Não sei se estou na lista de cerca de 1.800 políticos, advogados, ministros do STF, jornalistas monitorados pelo sistema de espionagem comprado pela Abin e usado de forma criminosa contra cidadão brasileiros, cerceados de seu direito à privacidade e de liberdade de locomoção. Os apoiadores de Bolsonaro não compreendem a gravidade desse episódio que feriu não apenas a Constituição, furtada no dia 8 de janeiro, mas a democracia.

O final do meu castigo forçado foi o mesmo de tantas pessoas atacadas pela extrema direita. No tal grupo que planejava uma vingança por eu ter dito que o basculho era um basculho, onde fui xingada de adjetivos indizíveis, meu nome começou a perder relevância até que sumiu. "Você saiu do radar", escreveu meu informante, infiltrado no grupelho. Fui substituída por outro ou outros "inimigos", seguindo a paranoia bolsonarista de perseguição, a síndrome do pequeno poder que embalou os extremistas.

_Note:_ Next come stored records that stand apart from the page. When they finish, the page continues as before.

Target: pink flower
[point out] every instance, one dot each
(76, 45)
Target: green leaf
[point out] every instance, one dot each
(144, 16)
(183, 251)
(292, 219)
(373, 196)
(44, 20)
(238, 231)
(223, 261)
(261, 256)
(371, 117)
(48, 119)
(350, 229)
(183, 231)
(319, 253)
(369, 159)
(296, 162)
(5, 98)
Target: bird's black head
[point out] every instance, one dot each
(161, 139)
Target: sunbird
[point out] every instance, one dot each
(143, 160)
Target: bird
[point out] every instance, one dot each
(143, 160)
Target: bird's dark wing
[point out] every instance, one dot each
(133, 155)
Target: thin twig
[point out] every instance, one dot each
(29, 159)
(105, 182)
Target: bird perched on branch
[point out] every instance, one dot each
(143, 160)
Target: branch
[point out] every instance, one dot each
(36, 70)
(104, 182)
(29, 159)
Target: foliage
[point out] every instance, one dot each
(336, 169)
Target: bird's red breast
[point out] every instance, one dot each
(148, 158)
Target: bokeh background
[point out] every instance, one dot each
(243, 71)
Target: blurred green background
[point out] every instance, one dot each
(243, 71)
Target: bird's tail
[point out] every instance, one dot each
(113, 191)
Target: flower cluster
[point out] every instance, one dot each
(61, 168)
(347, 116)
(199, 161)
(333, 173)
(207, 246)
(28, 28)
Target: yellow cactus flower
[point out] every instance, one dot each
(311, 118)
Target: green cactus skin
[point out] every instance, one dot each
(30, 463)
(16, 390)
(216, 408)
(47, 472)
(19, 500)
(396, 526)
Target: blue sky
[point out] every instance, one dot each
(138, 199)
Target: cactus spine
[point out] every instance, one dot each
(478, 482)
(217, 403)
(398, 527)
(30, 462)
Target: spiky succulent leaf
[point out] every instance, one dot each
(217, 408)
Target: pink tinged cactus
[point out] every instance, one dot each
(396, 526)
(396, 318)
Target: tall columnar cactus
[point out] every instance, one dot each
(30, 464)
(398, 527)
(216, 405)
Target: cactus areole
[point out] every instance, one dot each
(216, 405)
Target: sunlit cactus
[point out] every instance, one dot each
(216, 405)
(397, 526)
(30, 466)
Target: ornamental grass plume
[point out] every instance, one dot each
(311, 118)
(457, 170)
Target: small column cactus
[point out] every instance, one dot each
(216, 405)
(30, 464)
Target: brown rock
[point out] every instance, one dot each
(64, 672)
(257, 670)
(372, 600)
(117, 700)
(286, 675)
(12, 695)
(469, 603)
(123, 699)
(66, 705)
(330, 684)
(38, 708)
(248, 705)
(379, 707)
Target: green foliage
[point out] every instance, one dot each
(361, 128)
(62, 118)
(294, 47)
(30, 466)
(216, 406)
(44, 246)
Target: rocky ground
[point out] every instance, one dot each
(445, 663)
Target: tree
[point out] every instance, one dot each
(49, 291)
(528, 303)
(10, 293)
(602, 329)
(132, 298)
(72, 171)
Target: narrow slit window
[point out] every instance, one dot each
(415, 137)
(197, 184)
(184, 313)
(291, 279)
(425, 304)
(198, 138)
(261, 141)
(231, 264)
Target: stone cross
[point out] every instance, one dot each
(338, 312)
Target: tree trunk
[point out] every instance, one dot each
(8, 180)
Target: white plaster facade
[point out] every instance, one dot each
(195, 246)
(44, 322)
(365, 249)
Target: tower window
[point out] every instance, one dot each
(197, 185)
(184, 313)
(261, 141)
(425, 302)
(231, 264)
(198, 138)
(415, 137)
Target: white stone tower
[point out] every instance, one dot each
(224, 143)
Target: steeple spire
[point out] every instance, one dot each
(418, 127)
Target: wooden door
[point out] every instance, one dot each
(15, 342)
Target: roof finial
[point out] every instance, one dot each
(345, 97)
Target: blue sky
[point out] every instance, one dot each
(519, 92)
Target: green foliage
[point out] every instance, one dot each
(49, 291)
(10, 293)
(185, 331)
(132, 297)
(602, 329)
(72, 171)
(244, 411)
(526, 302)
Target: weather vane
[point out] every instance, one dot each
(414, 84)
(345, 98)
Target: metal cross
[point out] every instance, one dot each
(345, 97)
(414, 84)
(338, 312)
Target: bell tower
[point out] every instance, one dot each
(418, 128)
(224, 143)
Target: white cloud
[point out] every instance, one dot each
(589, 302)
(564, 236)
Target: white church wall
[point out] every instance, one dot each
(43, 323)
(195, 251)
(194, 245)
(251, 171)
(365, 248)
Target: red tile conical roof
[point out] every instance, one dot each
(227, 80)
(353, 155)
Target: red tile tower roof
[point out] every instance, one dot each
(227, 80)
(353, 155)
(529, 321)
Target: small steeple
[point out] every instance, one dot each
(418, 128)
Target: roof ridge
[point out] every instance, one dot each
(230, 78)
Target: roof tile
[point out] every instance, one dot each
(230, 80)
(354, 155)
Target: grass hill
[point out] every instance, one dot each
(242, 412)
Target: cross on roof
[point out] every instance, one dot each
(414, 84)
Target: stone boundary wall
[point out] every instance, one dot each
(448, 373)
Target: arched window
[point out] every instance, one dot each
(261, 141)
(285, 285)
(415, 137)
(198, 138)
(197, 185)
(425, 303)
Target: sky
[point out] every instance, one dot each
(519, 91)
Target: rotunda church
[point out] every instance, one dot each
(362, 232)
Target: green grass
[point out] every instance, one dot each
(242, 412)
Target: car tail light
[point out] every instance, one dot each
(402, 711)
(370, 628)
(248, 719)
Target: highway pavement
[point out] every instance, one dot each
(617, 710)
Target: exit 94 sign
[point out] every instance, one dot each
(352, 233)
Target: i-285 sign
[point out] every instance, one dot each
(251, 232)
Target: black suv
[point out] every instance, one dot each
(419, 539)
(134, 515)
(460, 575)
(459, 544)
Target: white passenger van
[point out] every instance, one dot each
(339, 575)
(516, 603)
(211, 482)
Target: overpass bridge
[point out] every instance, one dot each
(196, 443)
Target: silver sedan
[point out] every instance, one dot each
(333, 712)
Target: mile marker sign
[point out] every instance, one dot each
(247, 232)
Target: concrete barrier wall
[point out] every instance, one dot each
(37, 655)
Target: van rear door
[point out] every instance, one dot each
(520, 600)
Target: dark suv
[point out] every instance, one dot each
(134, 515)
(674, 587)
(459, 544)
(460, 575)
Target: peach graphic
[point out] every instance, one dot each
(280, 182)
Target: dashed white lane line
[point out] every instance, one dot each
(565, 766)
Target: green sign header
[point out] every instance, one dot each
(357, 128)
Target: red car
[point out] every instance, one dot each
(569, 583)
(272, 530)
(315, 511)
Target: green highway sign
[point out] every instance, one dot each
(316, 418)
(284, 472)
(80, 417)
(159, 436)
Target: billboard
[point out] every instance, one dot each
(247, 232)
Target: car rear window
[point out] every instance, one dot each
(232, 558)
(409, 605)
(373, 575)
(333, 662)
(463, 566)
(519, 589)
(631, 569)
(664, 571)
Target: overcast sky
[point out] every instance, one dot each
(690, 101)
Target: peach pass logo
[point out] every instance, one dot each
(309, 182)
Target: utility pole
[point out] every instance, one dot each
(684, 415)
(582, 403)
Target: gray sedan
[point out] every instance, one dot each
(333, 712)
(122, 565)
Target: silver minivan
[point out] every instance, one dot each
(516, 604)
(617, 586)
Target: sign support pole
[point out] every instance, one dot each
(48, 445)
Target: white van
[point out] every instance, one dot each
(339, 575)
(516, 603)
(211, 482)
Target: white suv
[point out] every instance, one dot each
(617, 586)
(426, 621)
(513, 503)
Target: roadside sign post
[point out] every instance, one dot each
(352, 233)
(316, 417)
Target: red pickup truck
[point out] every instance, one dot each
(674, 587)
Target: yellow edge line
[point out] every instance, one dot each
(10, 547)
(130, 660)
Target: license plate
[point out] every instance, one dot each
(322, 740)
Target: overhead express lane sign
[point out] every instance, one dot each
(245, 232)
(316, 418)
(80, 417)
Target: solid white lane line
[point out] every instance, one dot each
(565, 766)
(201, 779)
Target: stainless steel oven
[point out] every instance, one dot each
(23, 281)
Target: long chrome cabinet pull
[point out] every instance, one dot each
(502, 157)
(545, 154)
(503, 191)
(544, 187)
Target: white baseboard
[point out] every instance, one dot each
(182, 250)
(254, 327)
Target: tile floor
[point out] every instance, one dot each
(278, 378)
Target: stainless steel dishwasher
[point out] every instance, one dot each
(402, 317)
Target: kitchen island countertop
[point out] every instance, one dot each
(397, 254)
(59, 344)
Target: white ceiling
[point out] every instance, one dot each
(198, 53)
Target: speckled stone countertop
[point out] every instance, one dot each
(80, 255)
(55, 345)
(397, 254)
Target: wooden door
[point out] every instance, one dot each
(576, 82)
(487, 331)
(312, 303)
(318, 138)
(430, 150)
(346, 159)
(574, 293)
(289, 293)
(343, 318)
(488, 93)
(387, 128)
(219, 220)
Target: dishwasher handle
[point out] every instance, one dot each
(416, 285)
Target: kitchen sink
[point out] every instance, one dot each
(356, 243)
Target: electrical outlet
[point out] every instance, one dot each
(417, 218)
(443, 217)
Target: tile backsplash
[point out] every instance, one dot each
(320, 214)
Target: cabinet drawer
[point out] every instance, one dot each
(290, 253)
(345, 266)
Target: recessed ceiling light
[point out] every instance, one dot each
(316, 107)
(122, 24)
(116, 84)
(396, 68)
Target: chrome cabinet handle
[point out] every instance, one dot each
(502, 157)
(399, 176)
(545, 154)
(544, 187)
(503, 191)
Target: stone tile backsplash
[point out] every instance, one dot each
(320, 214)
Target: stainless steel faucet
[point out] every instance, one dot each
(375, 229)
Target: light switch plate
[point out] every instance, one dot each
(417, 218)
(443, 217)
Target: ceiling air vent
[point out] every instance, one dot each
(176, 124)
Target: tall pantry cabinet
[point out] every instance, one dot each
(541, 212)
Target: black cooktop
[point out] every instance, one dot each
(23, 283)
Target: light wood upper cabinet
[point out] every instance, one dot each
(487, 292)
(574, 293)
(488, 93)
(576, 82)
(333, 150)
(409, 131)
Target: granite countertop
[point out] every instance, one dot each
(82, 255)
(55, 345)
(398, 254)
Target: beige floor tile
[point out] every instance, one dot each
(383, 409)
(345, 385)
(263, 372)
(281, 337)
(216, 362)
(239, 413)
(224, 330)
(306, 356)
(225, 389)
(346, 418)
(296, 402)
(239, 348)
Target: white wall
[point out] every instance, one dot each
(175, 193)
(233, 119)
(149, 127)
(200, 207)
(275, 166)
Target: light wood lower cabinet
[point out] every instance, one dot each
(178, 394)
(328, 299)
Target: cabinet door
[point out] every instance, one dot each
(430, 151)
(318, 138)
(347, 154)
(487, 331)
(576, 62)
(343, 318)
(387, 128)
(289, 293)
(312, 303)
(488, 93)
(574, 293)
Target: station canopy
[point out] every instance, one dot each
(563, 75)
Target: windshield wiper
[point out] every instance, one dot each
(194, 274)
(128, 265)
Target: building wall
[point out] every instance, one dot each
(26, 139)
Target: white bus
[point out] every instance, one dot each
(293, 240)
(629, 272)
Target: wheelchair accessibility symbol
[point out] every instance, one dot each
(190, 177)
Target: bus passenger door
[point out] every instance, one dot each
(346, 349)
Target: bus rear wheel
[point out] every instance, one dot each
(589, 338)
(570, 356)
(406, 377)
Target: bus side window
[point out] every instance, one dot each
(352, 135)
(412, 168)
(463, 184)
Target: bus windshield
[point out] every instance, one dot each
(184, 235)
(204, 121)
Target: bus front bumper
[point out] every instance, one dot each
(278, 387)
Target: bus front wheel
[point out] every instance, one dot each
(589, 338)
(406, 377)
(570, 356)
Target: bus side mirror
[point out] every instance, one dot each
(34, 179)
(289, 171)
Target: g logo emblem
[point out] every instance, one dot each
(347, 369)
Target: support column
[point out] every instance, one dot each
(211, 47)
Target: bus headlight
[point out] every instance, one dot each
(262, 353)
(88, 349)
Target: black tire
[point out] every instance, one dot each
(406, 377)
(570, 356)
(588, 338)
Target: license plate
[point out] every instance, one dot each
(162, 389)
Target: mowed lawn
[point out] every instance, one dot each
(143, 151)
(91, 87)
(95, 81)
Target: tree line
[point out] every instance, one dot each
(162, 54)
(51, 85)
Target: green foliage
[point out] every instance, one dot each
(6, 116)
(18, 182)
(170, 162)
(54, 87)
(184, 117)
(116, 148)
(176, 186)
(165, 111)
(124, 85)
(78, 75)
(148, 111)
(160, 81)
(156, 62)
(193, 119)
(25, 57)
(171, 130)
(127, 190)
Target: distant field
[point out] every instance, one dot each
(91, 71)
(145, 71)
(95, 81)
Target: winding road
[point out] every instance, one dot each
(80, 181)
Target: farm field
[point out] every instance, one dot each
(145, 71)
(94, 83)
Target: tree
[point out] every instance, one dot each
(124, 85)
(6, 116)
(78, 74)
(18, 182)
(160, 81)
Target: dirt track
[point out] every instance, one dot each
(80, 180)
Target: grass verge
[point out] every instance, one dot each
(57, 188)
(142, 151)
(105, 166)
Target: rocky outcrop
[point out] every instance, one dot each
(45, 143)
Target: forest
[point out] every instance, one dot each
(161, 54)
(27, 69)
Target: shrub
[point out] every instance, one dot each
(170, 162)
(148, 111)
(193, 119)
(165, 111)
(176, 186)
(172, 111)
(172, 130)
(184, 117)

Enfim, resgatei minha independência, mas até hoje passo por sobressaltos quando leitores me abordam nas ruas, no bar, dentro de um avião, no meio de um bloco de Carnaval. É uma sombra que não se dissipa totalmente. Se eu acho que corri mesmo algum perigo? Hoje tenho certeza de que não e, na época, não acreditava que partisse algo do entorno de "inviajável", para usar uma expressão quentinha das redes. No fundo, é um pessoal covarde. O medo real era do guarda da esquina, como bem apontou o ex-vice-presidente Pedro Aleixo, em 1968. A única coisa que Jair Bolsonaro fez com maestria foi ter chocado milhares de milicianos dispostos a qualquer coisa.

Vimos Jair Bolsonaro minar a democracia diariamente. Colocou tanques nas ruas, numa tentativa de intimidação, atacou o STF, o Congresso, a Constituição, planejou um golpe de Estado. Fez mais, facilitou o armamento da população, rejeitou sistematicamente as regras do jogo político. Negou a legitimidade de adversários políticos, tentou, sim, reduzir a liberdade de seus críticos. Uma das formas foi encorajar a violência e asfixiar a imprensa. Sou testemunha disso.